We are here to tell you that it’s hard. We could not do it (those who think it’s a walk in the park, we challenge to write a romance and then get back to us). Our lovely critique partner Linda has earnestly explained that our voice may be too distinctive for the various Harlequin lines — we took this as the compliment she intended. We are not ashamed of our dream of writing for Harlequin; accepting that this probably will never happen is painful, but even we can see the futility of fitting a square peg into a round hole.

That, and after receiving positive reaction to our latest project from both an editor and agent, we feel perhaps our instincts have not failed us entirely.

But does that give us the right to say we’re a writer? We can point to our successes (and we do have some). Heck, we could point to this blog — the stuff we haven’t stolen from elsewhere is written by us. We have manuscripts, notebooks, even typewritten pages that make us cringe with embarrassment. These are the outward trappings of a writer. Given enough time and forgery skills, we could also affect the exterior of a Certified Public Accountant (we won’t, of course, due to our great respect for the profession).

When you’re surrounded by a couple of thousand other writers, you have to wonder: how is it possible they all do what I do? How can they all be writers? And that’s just the people at this conference. There are over 8,000 members of the Romance Writers of America. We know not all are “real” writers — some people join to hang out with writers (we don’t pretend to get this). And some members are industry professionals: editors, agents, librarians, booksellers, etc. In that group, some write, but for purposes of our example, we’ll forget that. Then you must factor in all the members of other writers’ organizations (mystery, science fiction…the list goes on). The world is filled with people like us.

Stripping away the non-writers probably leaves RWA with 7,000 or so members. The vast majority are unpublished (this is borne out by the ratio of published to unpublished authors in our room). In our circle of friends, we know some who work hard and can’t quite succeed. Some who have approached their calling with ferocious singlemindedness and have succeeded. Some equally ferocious and less successful. Some who are eternal bridesmaids — their peers find them talented, but that doesn’t translate to a contract offer. There are even some who have written a little something and haven’t moved foreward — is this a writer or someone who had a snatch of an idea?

What makes a person a writer and when can you say, for sure, that you are one? There is no defining moment, no certification (no, not even an MFA). You can’t take a test and be declared a writer. It is a self-declared profession, and as we’ve seen, tangible proof that you’ve accomplished something isn’t necessarily enough to achieve clarity.

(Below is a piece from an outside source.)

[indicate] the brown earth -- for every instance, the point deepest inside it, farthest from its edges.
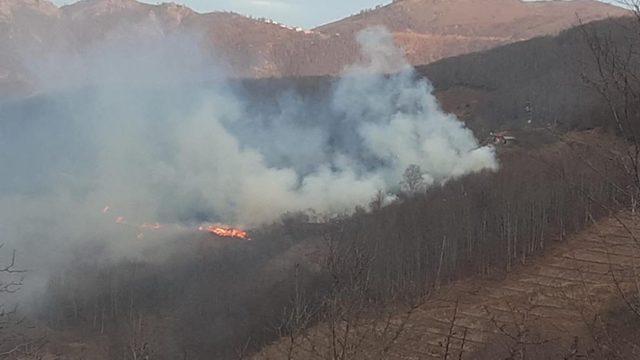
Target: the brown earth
(546, 307)
(428, 30)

We write, but does that make us a writer?

(P.S. — Linda, you do snore, but we won’t tell Jill.)

* – There are many who respond with “how cool is that?”, but then they ask the published question as a follow-up.

File Under: Square Pegs

2 responses so far ↓

  • David Thayer // Jul 31, 2004 at 9:31 am

    You are a writer. This article alone qualifies you.
    The RSA numbers are a little staggering; writers conferences are a bizarre blend of hope, fear, disappointment and exhaustion. I met my agent in the hallway at a conference. We talked about the location of the lunch we’d paid for as part of the conference. He signed me after nine months of revisions on a manuscript he’s now marketing. Meanwhile I’m a writer without portfolio; like yourself I admire CPAs without feeling the need to attend one of their conferences. It’s moth to the flame for writers conferences though. Give me my badge.
    Will write for money. I’ll pitch; sure my main character could’ve been a vampire-who knew?